Serie TV > Castle
Segui la storia  |       
Autore: nikita82roma    23/01/2017    3 recensioni
Rick ha detto a Kate che non sarebbe stato a guardarla mentre buttava via la sua vita. È tornato a casa dopo la consegna del diploma di Alexis quando sente bussare alla porta del loft. Ma non è Kate, è Esposito che lo avvisa che Beckett è in ospedale gravemente ferita.

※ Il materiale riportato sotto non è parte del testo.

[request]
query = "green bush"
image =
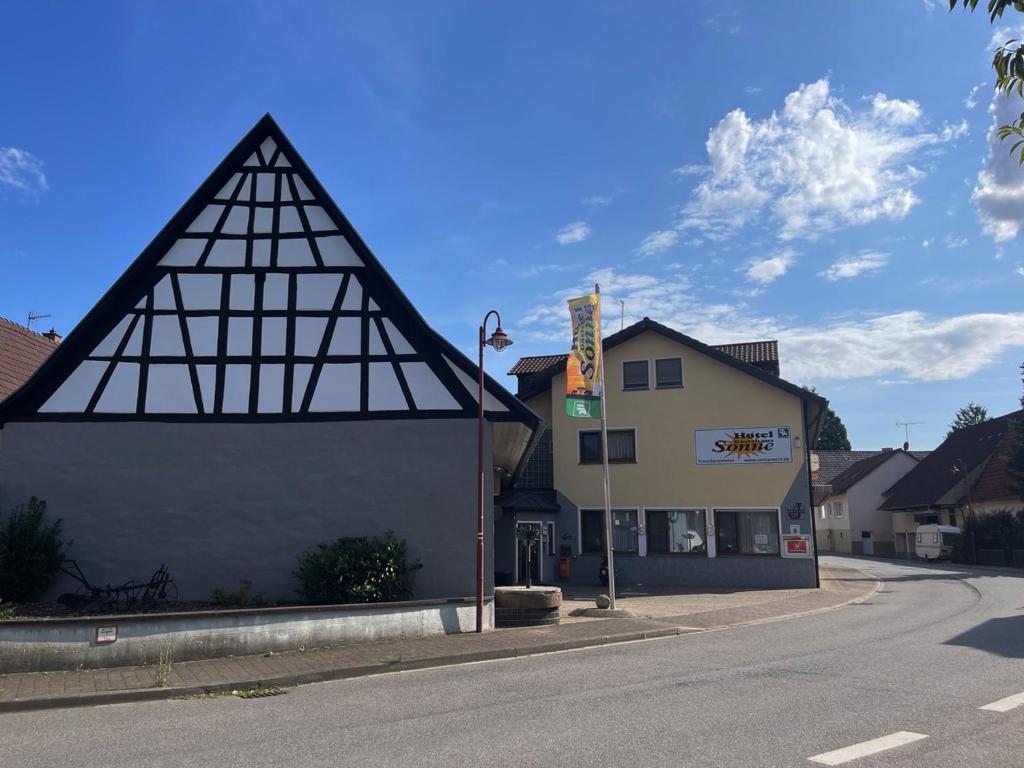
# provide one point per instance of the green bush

Si parte da "Always" ma il percorso poi è completamente diverso.
FF nata da un'idea cristalskies e con il suo contributo.
Genere: Angst, Sentimentale | Stato: completa
Tipo di coppia: Het | Personaggi: Kate Beckett, Nuovo personaggio, Quasi tutti, Rick Castle, William Bracken | Coppie: Kate Beckett/Richard Castel
Note: What if? | Avvertimenti: nessuno | Contesto: Quarta stagione
Capitoli:
 <<    >>
Per recensire esegui il login o registrati.
Dimensione del testo A A A

Alla fine Beckett si era convinta: quando sarebbe uscita non sarebbe tornata nel suo appartamento. Avevano trovato un compromesso che forse scontentava tutti, la Gates che avrebbe voluto che andasse fuori città, Castle che l’avrebbe voluta portare all’estero e lei stessa che voleva tornare a casa sua, alla sua vita normale. Fu Jim alla fine a convincerla che non era sicuro per lei tornare lì, soprattutto dopo che qualcuno si era intrufolato a casa sua mettendo tutto sottosopra. Sembrava non avessero rubato nulla, ma sicuramente cercavano qualcosa che non avevano trovato.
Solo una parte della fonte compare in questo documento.